Exploring Norfolk's Wildlife, Landscapes and Natural History
WHY WOULD YOU DO IT, set yourself the task of tracking down and documenting 6 habitats and 30 animals, some of which are seen so rarely that even the hardened field naturalist gets goose bumps at the thought of a close encounter with them? The habitats themselves don't move; they don't go anywhere; they simply change their appearance and ambiance as the seasons change and reveal fresh nuances at every return visit; not too tough of a task you might think? The animals, however, are a different story. They're not prone to being in the same place year upon year, they do move about, often, and even if you do see them, getting worthwhile pictures or observations of their behaviour is immensely time-consuming, nay frustrating on occasions.


 

 

It seemed like a good idea at the time, sitting amongst the heather and gorse of a pristine Norfolk heath, Lasius ants infiltrating my clothing and camera bags via any available opening, the sun beating down as the sweat oozed from my pores, making a bad day with the camera feel significantly worse than it really had been. After moving into a shaded spot, I was contemplating how to make hauling multiple-kilos of camera equipment across the county a more rewarding experience when an oddity occurred: I felt something light in weight, yet fast and agile move up my left flank, under my armpit and onto my shoulder.

Slowly twisting my neck to learn what unwitting creature had taken a wrong turn, I found myself eye-to-eye with a common lizard (Lacerta vivipara), staring back at me as lizards do, with that mildly supercilious, quizzical disposition they effortlessly command. Our stare-off lasted some minutes, the reptile obviously quite at ease amongst the sweat and polyamide that covered my upper-torso, when for no apparent reason it bolted, next to be seen a few feet up a birch trunk, once again staring at me in that lizard fashion.

It was shortly after our encounter that the seeding of a worthwhile project came into my mind, which has subsequently become what you are looking at right now. I can't say that being eyeballed by a 6-inch long reptile suddenly spawned the notion of a multi-year endeavour, but this unexpected meeting with such an ancient life form seemingly reminded me of why I'm desirous of being outdoors at every given opportunity. I confess that the whole project has been a long time in its evolution, a case of biting off more than I could chew, but it's slowly forming enough of a recognisable shape that I can finally see a worthwhile direction for it. Over the next few months a portfolio will be added with the option of purchasing favoured prints, information about single and multi-day safari tours will become apparent and ultimately, a blog will be conceived and delivered. In the meantime, I hope there's enough interesting content on these pages to keep most Norfolk nature lovers happy, and should you feel motivated to get in touch, please do, feedback is always welcome.  

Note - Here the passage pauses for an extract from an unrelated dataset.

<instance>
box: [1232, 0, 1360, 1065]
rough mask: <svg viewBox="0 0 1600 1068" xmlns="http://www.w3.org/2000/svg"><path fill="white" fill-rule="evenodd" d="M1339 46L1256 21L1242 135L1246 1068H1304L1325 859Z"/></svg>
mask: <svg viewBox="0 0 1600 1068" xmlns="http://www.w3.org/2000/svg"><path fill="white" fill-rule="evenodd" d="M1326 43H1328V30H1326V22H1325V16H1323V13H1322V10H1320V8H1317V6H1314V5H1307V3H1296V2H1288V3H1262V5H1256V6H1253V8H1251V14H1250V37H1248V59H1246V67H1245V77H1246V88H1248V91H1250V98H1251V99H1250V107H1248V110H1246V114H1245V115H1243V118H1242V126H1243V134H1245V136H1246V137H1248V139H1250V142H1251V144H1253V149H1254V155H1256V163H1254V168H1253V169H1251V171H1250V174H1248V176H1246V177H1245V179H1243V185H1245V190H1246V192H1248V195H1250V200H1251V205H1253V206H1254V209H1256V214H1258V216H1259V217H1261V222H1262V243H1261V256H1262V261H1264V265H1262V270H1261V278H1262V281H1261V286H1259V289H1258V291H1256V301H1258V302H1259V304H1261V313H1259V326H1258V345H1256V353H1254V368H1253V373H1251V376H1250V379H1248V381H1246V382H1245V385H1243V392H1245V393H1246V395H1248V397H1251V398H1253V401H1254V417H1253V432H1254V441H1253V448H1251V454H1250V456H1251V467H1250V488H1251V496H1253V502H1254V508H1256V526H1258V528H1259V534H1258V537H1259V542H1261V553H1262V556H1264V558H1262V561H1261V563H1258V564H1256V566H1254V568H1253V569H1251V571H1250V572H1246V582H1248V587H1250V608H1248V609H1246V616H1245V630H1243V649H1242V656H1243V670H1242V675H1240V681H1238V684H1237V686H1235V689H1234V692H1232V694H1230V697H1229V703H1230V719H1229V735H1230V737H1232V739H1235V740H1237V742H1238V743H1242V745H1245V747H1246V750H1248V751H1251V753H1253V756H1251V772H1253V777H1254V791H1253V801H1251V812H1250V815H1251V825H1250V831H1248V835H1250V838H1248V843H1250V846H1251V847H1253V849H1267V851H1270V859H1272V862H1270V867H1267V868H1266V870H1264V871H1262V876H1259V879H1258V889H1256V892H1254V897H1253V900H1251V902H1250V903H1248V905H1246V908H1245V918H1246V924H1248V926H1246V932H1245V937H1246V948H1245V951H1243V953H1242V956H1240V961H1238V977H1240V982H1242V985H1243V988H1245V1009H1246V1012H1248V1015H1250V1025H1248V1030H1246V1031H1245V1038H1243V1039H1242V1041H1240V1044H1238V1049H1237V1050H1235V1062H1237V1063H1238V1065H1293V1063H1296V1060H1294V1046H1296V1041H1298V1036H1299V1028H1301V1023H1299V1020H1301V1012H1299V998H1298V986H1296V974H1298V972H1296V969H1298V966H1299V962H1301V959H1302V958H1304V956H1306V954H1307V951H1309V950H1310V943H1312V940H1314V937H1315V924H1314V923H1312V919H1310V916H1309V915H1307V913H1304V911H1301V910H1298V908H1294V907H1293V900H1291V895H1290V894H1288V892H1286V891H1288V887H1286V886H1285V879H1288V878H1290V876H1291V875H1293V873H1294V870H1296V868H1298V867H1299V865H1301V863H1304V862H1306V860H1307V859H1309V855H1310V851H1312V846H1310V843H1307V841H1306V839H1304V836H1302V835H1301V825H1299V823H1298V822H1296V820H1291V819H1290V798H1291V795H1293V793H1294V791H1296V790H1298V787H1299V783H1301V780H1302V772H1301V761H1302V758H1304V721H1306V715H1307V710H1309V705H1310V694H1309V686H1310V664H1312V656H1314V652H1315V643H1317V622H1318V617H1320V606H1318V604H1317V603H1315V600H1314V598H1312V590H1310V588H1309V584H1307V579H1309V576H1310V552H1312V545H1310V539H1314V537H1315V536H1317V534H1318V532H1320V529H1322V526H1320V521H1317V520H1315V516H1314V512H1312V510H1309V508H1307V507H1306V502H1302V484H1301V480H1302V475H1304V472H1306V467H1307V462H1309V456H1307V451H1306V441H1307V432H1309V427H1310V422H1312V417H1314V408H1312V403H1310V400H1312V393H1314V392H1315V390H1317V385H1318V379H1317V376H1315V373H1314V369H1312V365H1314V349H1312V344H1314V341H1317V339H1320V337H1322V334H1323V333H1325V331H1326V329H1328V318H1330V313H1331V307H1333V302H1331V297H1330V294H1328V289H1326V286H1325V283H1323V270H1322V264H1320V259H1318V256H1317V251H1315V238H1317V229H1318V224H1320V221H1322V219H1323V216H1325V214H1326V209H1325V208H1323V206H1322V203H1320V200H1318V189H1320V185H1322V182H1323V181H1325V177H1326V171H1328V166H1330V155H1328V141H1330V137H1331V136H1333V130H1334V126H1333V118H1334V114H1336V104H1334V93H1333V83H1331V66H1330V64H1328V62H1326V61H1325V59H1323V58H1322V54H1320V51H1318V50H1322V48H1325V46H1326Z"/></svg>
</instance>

Portrait of James Williamson.
Common lizard on a birch tree.
This is me, in my preferred habitat and about as far away from a desk and computer as I can get nowadays: just mix fresh air with open countryside and I'm good to go.



After completing a successful ascent followed by a rapid decent of my upper torso, a newly acquainted common lizard takes up a fresh vantage point several feet up a birch tree.

So Nature feeds its children, the Swallow destroys the insect, and is in its turn destroyed by the Hawk, and yet they flourish.